Alex memejamkan matanya sambil berkata, "Orang tampan dan cantik itu banyak kak, tapi yang bener-bener make otaknya, dikit," ujar Alex.

Alex memejamkan matanya sejenak, mencoba menghalau memori di mana sosok pelindung di keluarga mereka pergi begitu saja dari kehidupan kecil mereka.

"Bunda mu itu yang selingkuh. Muka cantik, tapi otak nggak dipake!"

Alex membuka matanya, menatap langit dari luar jendela yang mulai nampak tersirat merah, tanda hujan sudah berhenti.

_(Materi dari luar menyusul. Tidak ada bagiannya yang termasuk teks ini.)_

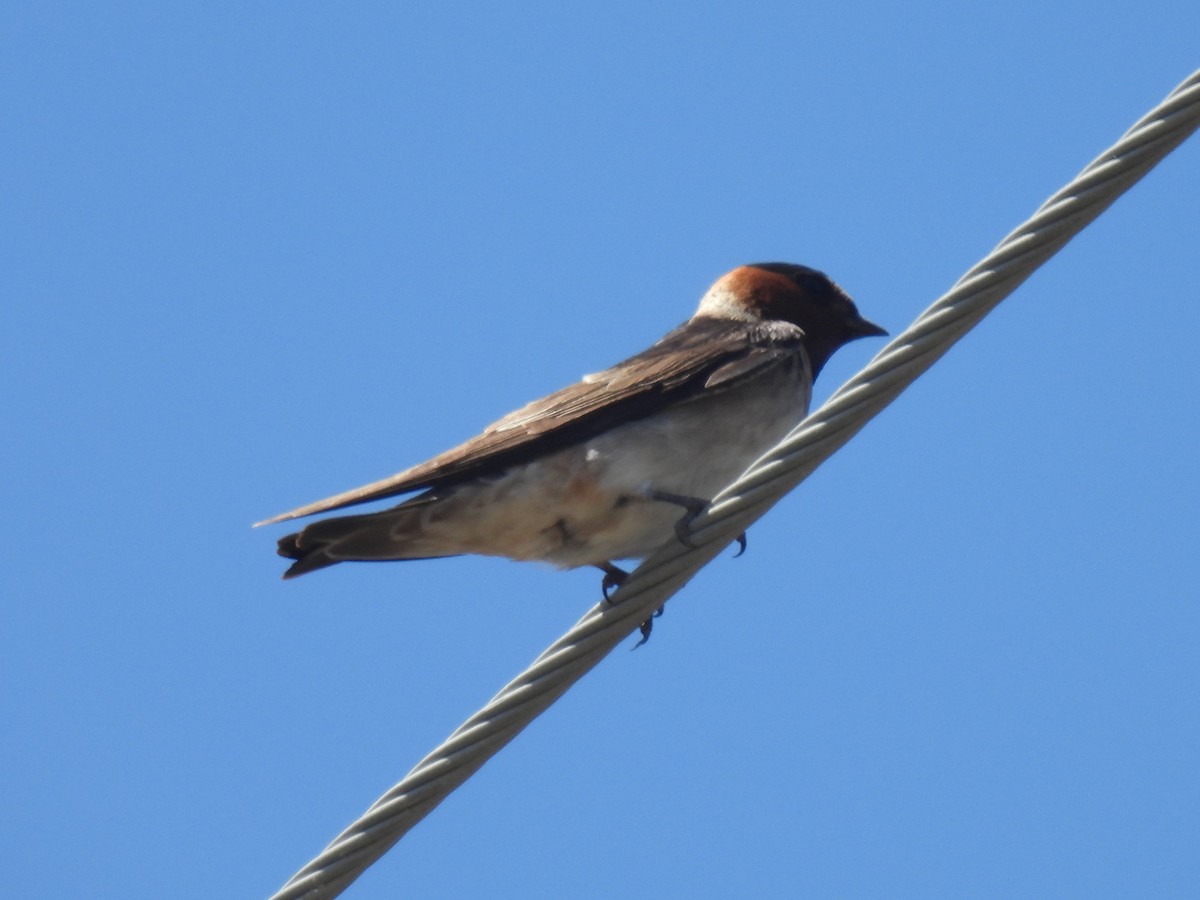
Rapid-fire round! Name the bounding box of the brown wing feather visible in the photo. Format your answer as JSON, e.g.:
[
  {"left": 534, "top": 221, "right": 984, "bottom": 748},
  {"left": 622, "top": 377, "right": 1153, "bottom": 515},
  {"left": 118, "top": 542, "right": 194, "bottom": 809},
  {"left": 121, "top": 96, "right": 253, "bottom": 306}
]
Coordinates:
[{"left": 257, "top": 318, "right": 803, "bottom": 524}]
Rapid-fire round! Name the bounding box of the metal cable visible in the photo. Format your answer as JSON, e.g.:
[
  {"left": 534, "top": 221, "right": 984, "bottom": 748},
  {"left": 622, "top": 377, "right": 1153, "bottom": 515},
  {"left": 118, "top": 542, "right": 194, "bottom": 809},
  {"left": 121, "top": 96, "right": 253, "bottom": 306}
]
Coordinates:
[{"left": 272, "top": 71, "right": 1200, "bottom": 900}]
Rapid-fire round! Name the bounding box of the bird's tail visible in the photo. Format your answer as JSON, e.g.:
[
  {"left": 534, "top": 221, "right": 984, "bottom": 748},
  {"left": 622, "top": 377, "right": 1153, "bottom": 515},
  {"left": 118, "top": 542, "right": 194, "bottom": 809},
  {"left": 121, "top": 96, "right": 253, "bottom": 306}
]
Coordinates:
[{"left": 278, "top": 497, "right": 456, "bottom": 578}]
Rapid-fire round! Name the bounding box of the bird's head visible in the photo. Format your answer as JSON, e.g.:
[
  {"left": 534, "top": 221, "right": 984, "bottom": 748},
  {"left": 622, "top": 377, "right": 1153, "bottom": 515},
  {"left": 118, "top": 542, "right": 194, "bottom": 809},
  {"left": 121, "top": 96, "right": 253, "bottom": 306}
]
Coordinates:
[{"left": 696, "top": 263, "right": 887, "bottom": 378}]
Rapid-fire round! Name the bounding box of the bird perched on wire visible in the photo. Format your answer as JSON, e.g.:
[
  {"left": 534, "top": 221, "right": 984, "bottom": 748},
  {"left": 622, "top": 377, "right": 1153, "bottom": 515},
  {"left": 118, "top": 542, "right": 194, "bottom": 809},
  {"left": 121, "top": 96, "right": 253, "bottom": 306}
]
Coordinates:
[{"left": 258, "top": 263, "right": 887, "bottom": 637}]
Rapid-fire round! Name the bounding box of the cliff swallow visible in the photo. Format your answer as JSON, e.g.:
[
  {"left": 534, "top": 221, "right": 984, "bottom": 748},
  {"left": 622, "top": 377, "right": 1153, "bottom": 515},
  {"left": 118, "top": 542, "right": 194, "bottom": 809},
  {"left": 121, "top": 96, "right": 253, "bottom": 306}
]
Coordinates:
[{"left": 258, "top": 263, "right": 887, "bottom": 635}]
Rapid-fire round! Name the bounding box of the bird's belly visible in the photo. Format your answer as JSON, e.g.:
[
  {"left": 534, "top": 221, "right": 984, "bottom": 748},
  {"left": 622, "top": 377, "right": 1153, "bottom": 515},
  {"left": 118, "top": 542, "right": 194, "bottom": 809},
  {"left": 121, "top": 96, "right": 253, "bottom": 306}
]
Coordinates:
[{"left": 425, "top": 367, "right": 809, "bottom": 568}]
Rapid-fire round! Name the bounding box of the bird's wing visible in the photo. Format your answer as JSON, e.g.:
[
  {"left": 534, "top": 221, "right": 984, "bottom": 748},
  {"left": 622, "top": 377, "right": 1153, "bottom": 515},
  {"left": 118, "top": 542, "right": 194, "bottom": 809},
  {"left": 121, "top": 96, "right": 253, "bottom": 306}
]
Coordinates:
[{"left": 256, "top": 318, "right": 804, "bottom": 524}]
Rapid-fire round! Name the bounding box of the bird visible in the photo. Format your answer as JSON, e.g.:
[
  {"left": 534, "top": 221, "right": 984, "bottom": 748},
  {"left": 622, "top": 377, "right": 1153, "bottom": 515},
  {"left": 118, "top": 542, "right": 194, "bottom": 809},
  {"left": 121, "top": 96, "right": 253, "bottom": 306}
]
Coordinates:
[{"left": 256, "top": 263, "right": 887, "bottom": 642}]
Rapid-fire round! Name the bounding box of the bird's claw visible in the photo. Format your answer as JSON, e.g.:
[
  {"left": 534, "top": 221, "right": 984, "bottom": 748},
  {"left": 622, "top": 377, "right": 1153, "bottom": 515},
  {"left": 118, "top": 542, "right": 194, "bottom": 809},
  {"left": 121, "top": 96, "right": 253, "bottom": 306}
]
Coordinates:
[
  {"left": 634, "top": 606, "right": 666, "bottom": 650},
  {"left": 599, "top": 563, "right": 629, "bottom": 606}
]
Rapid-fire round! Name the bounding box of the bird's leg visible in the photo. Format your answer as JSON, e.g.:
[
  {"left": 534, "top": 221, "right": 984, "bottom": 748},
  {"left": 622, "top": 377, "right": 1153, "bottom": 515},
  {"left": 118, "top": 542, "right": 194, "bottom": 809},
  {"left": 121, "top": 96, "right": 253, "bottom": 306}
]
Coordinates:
[
  {"left": 596, "top": 563, "right": 629, "bottom": 606},
  {"left": 634, "top": 606, "right": 666, "bottom": 650},
  {"left": 644, "top": 488, "right": 709, "bottom": 548}
]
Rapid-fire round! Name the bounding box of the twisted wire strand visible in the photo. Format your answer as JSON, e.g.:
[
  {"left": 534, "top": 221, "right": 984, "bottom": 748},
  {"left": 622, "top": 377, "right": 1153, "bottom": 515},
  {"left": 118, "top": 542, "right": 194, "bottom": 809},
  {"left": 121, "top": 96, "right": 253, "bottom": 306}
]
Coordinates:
[{"left": 272, "top": 70, "right": 1200, "bottom": 900}]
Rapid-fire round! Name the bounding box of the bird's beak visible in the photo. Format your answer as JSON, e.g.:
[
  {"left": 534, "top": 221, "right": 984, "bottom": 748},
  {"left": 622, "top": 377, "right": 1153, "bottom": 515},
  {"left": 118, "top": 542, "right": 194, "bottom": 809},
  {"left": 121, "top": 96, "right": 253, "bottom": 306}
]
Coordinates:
[{"left": 850, "top": 318, "right": 888, "bottom": 337}]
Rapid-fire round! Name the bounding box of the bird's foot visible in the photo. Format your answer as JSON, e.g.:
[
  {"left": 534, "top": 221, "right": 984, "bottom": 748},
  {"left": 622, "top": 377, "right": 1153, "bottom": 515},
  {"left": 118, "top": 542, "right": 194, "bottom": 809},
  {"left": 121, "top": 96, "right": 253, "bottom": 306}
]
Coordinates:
[
  {"left": 733, "top": 532, "right": 746, "bottom": 559},
  {"left": 634, "top": 606, "right": 666, "bottom": 650},
  {"left": 596, "top": 563, "right": 629, "bottom": 606}
]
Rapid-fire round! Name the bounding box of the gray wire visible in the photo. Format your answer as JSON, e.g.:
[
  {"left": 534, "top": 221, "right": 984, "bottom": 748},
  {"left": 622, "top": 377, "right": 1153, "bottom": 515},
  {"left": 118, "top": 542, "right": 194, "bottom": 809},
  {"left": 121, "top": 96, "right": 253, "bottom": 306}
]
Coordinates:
[{"left": 274, "top": 71, "right": 1200, "bottom": 900}]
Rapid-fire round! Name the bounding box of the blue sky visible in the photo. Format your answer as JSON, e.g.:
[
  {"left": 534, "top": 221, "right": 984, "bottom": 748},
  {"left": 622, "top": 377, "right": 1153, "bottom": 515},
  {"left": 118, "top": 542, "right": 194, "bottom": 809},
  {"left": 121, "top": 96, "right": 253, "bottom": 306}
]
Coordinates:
[{"left": 0, "top": 1, "right": 1200, "bottom": 900}]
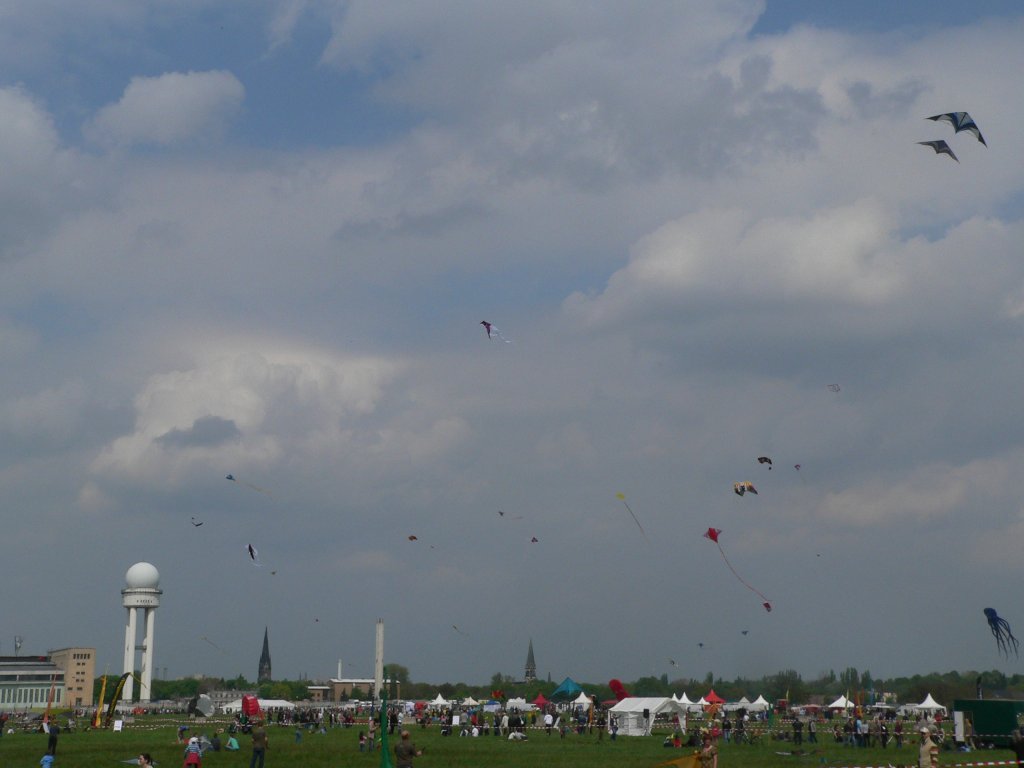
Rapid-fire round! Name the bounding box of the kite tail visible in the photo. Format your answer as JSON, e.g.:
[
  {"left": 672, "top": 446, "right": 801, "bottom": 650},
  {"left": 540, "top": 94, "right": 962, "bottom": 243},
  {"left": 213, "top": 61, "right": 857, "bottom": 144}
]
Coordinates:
[
  {"left": 715, "top": 542, "right": 771, "bottom": 610},
  {"left": 622, "top": 499, "right": 650, "bottom": 542}
]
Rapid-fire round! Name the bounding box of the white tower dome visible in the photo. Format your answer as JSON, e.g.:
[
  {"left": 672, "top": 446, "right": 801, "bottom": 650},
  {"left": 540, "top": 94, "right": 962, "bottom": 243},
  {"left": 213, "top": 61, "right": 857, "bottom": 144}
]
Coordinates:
[{"left": 125, "top": 562, "right": 160, "bottom": 590}]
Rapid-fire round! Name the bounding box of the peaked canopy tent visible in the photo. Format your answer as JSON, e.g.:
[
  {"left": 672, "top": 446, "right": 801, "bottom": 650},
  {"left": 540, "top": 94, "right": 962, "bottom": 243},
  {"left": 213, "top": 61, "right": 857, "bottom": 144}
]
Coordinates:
[
  {"left": 703, "top": 688, "right": 725, "bottom": 705},
  {"left": 572, "top": 691, "right": 594, "bottom": 709},
  {"left": 748, "top": 696, "right": 771, "bottom": 712},
  {"left": 672, "top": 691, "right": 702, "bottom": 712},
  {"left": 608, "top": 696, "right": 686, "bottom": 736},
  {"left": 505, "top": 696, "right": 536, "bottom": 712},
  {"left": 722, "top": 696, "right": 751, "bottom": 712},
  {"left": 548, "top": 677, "right": 583, "bottom": 701},
  {"left": 828, "top": 696, "right": 855, "bottom": 710},
  {"left": 914, "top": 693, "right": 946, "bottom": 713}
]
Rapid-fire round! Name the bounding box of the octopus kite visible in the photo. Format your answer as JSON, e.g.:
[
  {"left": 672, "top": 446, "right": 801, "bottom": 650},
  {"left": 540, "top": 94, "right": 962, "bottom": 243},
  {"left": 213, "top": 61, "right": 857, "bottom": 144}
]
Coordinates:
[
  {"left": 246, "top": 544, "right": 263, "bottom": 568},
  {"left": 703, "top": 528, "right": 771, "bottom": 613},
  {"left": 985, "top": 608, "right": 1020, "bottom": 658},
  {"left": 480, "top": 321, "right": 512, "bottom": 344}
]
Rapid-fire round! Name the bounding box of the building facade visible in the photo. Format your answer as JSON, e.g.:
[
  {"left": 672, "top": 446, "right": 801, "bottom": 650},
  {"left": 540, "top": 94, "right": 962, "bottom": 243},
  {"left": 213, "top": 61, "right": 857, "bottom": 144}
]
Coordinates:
[
  {"left": 49, "top": 648, "right": 96, "bottom": 707},
  {"left": 308, "top": 678, "right": 401, "bottom": 702},
  {"left": 0, "top": 656, "right": 67, "bottom": 712}
]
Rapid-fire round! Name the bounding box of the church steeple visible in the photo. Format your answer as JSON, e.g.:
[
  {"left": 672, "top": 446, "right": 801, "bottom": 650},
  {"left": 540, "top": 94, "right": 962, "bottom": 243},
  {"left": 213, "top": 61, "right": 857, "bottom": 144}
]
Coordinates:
[{"left": 256, "top": 627, "right": 270, "bottom": 683}]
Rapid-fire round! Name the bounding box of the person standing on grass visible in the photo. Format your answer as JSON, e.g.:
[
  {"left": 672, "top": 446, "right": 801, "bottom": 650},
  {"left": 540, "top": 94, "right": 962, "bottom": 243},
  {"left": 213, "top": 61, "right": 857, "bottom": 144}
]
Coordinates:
[
  {"left": 249, "top": 721, "right": 270, "bottom": 768},
  {"left": 394, "top": 731, "right": 423, "bottom": 768},
  {"left": 918, "top": 725, "right": 939, "bottom": 768}
]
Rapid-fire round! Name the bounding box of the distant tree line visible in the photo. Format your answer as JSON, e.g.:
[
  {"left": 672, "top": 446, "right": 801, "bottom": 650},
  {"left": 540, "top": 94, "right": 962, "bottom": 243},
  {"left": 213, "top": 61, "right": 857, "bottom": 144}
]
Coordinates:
[{"left": 95, "top": 664, "right": 1024, "bottom": 705}]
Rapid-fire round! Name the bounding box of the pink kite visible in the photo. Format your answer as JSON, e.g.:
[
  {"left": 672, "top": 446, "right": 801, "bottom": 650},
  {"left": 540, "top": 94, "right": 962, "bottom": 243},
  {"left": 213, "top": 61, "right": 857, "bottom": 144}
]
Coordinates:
[{"left": 703, "top": 528, "right": 771, "bottom": 613}]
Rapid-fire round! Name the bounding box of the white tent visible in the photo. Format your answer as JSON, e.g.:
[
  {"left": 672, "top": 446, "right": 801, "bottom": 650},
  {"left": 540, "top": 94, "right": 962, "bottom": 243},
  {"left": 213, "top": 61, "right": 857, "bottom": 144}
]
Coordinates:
[
  {"left": 722, "top": 696, "right": 751, "bottom": 712},
  {"left": 572, "top": 691, "right": 594, "bottom": 710},
  {"left": 505, "top": 696, "right": 537, "bottom": 712},
  {"left": 608, "top": 696, "right": 686, "bottom": 736},
  {"left": 828, "top": 696, "right": 855, "bottom": 710},
  {"left": 672, "top": 691, "right": 703, "bottom": 712},
  {"left": 914, "top": 693, "right": 946, "bottom": 713},
  {"left": 749, "top": 696, "right": 771, "bottom": 712}
]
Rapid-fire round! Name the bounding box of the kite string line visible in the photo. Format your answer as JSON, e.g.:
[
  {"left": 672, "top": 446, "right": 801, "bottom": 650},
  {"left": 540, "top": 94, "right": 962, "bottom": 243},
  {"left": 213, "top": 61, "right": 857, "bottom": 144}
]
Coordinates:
[{"left": 715, "top": 542, "right": 771, "bottom": 603}]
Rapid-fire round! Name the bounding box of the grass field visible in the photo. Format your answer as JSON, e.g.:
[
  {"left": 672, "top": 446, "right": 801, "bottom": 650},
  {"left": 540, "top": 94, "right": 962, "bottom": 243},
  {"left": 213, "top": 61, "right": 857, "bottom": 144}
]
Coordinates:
[{"left": 0, "top": 718, "right": 1013, "bottom": 768}]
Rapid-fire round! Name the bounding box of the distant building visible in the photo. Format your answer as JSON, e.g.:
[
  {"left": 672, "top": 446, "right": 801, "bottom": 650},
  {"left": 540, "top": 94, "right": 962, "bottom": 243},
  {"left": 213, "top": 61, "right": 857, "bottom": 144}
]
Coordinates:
[
  {"left": 207, "top": 690, "right": 257, "bottom": 712},
  {"left": 307, "top": 678, "right": 401, "bottom": 702},
  {"left": 256, "top": 627, "right": 270, "bottom": 683},
  {"left": 49, "top": 648, "right": 96, "bottom": 707},
  {"left": 0, "top": 656, "right": 66, "bottom": 712}
]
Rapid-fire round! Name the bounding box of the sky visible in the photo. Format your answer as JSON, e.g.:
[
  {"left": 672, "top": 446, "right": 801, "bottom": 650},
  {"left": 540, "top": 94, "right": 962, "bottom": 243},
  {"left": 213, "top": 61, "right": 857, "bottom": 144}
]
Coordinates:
[{"left": 0, "top": 0, "right": 1024, "bottom": 693}]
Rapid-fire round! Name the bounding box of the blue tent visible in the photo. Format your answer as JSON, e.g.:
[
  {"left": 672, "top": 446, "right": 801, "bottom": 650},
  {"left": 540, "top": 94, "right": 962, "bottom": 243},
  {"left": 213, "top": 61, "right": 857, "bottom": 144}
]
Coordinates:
[{"left": 548, "top": 677, "right": 583, "bottom": 701}]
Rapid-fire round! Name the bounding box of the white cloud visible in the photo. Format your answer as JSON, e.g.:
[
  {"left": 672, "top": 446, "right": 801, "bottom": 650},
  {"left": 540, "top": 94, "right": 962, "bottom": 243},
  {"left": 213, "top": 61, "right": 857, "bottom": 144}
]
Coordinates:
[
  {"left": 92, "top": 340, "right": 400, "bottom": 487},
  {"left": 816, "top": 454, "right": 1021, "bottom": 528},
  {"left": 86, "top": 71, "right": 245, "bottom": 146}
]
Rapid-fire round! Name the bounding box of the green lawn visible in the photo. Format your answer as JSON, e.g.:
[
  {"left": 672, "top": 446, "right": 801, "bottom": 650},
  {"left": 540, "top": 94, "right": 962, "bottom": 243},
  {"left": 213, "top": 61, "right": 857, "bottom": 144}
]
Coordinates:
[{"left": 0, "top": 717, "right": 1013, "bottom": 768}]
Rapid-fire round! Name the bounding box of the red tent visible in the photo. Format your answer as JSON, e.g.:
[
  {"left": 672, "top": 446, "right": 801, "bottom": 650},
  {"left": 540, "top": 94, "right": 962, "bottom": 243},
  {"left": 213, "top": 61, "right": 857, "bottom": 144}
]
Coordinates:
[
  {"left": 242, "top": 693, "right": 263, "bottom": 720},
  {"left": 705, "top": 688, "right": 725, "bottom": 703}
]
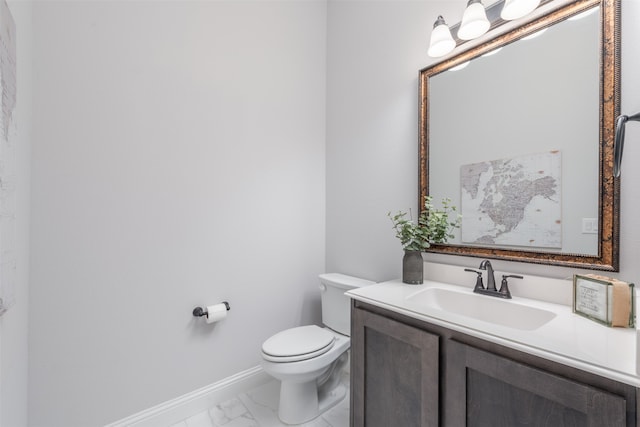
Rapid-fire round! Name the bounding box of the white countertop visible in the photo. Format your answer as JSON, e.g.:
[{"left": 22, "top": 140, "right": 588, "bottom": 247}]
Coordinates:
[{"left": 346, "top": 280, "right": 640, "bottom": 387}]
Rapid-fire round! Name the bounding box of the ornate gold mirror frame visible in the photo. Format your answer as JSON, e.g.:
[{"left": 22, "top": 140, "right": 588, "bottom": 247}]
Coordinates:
[{"left": 419, "top": 0, "right": 620, "bottom": 271}]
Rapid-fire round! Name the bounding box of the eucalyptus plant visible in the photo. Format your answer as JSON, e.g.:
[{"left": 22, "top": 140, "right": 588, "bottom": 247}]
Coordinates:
[{"left": 387, "top": 196, "right": 462, "bottom": 251}]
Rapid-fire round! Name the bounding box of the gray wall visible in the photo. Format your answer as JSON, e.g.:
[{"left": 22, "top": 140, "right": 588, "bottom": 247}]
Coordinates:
[
  {"left": 0, "top": 1, "right": 32, "bottom": 427},
  {"left": 29, "top": 1, "right": 326, "bottom": 427},
  {"left": 327, "top": 0, "right": 640, "bottom": 282}
]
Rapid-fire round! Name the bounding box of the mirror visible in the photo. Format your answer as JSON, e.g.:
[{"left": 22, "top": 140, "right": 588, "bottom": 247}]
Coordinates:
[{"left": 420, "top": 0, "right": 620, "bottom": 271}]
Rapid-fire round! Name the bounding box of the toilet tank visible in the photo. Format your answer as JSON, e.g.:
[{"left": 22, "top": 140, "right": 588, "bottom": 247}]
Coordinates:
[{"left": 319, "top": 273, "right": 375, "bottom": 336}]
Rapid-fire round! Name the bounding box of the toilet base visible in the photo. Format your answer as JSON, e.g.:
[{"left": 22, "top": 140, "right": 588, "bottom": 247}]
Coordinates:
[
  {"left": 278, "top": 381, "right": 347, "bottom": 425},
  {"left": 278, "top": 352, "right": 349, "bottom": 425}
]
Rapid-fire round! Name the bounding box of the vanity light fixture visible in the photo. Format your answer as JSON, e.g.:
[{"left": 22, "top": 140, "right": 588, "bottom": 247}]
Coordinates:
[
  {"left": 613, "top": 113, "right": 640, "bottom": 178},
  {"left": 500, "top": 0, "right": 540, "bottom": 21},
  {"left": 427, "top": 0, "right": 554, "bottom": 58},
  {"left": 458, "top": 0, "right": 491, "bottom": 40},
  {"left": 427, "top": 15, "right": 456, "bottom": 58}
]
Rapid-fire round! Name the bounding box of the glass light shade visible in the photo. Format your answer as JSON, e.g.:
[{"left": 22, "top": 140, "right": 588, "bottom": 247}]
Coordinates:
[
  {"left": 500, "top": 0, "right": 540, "bottom": 21},
  {"left": 458, "top": 0, "right": 491, "bottom": 40},
  {"left": 427, "top": 16, "right": 456, "bottom": 58}
]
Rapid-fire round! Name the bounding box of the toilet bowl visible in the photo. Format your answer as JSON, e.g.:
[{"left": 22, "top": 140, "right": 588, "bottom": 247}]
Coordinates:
[{"left": 262, "top": 273, "right": 374, "bottom": 424}]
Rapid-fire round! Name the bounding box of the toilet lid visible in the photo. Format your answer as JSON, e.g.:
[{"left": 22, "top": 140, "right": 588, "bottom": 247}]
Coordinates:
[{"left": 262, "top": 325, "right": 335, "bottom": 362}]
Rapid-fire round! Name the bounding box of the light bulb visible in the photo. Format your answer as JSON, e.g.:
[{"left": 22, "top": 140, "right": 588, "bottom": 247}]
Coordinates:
[{"left": 427, "top": 16, "right": 456, "bottom": 58}]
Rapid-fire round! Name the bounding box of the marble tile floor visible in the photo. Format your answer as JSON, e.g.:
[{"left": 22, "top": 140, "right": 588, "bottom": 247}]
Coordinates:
[{"left": 170, "top": 372, "right": 349, "bottom": 427}]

"Ada yang lagi dipikirin?" tanya Bram.

"Cuma masa lalu," jawab Alex singkat.

"Mantan?" tanya Bram semakin penasaran.

"Iya—" kali ini, Alex menjawab sambil menghadap ke arah Bram, menatap laki-laki itu dengan wajah kesal dan juga sedih.

"—mantan ayah."

s.t.o.i.k

---

Catatan Penulis :
Pasti pada bingung. Coba tebak, diantara ortu Alex dan Jo, siapa yang beneran selingkuh?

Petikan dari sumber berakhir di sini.